I was one of 4 people on duty (read: crowd control) for the room designated for the second – sixth graders.

Did kids run around, misbehave, and fight? Of course they did. Did students listen to anything I had to say? Oh no they did not. I’m continually amazed by the lack of tears at my school. At the Science Fair I saw 5 different kids crying. There was blood, broken glass, experiments ruined, kids running around with dry ice (I actually saw one girl drop it in her mouth), yes, it was complete chaos.

That’s when I realized the actual genius of the whole day – the whole thing was a science experiment! An experiment in human behavior! Truly, this was an amazing idea.

Since I realized that the day itself was an experiment, I decided that I would write it out in the scientific method.

Problem Question: What will happen if you put about 250 seven – twelve year olds in a room with nothing to do but sit with a science experiment for 7 1/2 hours?

Objective: To understand human nature.

Hypothesis: It will take less than one hour for several kids to start behaving very badly.

Materials: Students, too few teachers, and science projects.

Data Collection:
• Some amazing displays and experiments quite obviously done with an incredible amount of parental help and money.
• No consequences for actions
• Lack of chairs. Many students who were repeatedly told to sit down, had to share a seat. When the extra chairs did finally arrive about 3 hours in, it was a frenzy. Seats disappeared as fast as they would for a sold out rock concert.
• There were actually a few engaging experiments: plants removing petroleum from water, which generation has the best memory, green roofs, and apparently warm whole milk is a stain remover.
• Getting bumped and run into multiple times, never with an apology.
• Ants taken from experiments were everywhere they shouldn’t be.
• Lots of falls, fights, and hurt feelings
• No positive behaviors rewarded (although I tried with little success)
• Pink hands
• Running with dry ice
• Cornstarch head to toe
• Me being overjoyed with the two students who were smart enough to bring 'Uno' and a 'Gameboy' to play. Never had there been a better time for video games.
• I asked a responsible 6th grader if it was like this last year, she said, “It’s been like this every year.” Unbelievable, yet true.

Results: ¡Qué desorden!

Conclusion: My hypothesis proved to be more than accurate. This could have been a great day where students learned about science, with activities and problems to solve. Instead it was a free-for-all. Students could have had breaks and seen a science show. They could have been led in science experiments. To save money and coordination, they could have just had a screen and played videos of ‘Bill Nye, The Science Guy’.
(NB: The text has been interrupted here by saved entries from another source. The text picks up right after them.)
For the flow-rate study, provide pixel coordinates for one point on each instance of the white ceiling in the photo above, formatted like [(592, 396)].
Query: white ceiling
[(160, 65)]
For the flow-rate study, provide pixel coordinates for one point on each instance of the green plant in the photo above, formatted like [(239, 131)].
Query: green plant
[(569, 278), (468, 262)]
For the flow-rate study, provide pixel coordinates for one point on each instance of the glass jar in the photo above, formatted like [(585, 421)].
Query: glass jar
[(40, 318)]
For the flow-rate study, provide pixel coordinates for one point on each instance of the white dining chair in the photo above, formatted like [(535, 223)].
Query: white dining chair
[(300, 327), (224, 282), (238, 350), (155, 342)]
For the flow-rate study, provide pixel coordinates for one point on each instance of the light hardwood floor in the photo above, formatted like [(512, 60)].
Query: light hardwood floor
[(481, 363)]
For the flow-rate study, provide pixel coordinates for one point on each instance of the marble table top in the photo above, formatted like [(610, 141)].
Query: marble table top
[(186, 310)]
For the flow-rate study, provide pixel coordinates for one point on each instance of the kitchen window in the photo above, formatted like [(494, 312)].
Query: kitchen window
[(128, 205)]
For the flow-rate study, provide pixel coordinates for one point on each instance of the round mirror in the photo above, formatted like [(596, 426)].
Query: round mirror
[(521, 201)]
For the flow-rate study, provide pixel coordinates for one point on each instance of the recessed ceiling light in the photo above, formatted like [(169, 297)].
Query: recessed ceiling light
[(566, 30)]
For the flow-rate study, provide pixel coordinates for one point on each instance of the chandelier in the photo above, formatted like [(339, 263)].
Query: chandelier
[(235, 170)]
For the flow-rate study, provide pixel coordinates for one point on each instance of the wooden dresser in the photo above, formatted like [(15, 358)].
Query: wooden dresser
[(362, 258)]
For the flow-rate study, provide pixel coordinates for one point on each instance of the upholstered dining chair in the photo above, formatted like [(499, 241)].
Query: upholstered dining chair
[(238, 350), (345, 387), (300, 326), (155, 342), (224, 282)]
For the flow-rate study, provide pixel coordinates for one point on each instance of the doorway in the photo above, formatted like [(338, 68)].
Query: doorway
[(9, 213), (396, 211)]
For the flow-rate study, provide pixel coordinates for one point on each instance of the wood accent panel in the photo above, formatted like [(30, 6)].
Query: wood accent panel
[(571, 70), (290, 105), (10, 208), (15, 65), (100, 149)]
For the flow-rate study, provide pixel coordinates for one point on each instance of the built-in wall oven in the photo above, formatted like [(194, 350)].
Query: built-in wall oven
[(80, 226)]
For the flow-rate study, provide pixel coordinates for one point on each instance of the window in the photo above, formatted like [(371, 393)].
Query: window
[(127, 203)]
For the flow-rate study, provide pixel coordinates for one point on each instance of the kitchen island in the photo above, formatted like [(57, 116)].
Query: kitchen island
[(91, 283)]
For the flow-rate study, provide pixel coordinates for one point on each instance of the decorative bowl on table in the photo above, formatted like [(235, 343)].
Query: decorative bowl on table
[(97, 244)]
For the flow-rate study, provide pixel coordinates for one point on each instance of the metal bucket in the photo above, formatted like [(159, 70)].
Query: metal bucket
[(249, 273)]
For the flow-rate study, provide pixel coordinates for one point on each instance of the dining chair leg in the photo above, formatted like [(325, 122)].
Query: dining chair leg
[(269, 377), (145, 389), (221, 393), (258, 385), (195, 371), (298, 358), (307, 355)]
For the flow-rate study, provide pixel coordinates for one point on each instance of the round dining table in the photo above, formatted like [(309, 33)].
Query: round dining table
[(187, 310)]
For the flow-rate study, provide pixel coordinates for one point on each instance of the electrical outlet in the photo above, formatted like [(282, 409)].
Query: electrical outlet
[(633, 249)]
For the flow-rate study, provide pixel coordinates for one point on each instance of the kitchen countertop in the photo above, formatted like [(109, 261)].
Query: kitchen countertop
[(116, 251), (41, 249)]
There were some fabulous student experiments. I wish kids could have had a bit more time actually engaging with these projects. With a little organization, other kids might have even gained some scientific knowledge from their fellow students. Kids could have been doing something, anything, but alas they did, and as far as I could see, learned nothing. I'm sure they learned something while doing their projects (although it appeared that many of the projects were mainly done by parents), but the disorganization of the day was too much. Ultimately, for me on crowd control duty, it was an exercise in frustration. I think some of the kids enjoyed the day, but I do hope for next year that they can do more than just sit for so long. More adult supervision and a schedule of activities to follow would really help the event in the future.

Based on her experience of the day, a high school student volunteer said, “I could never be teacher.”
I said nothing. I was thinking, “Honey, if this was teaching, I wouldn’t be one either.”

I need to thank God for my ability to see humor in chaos.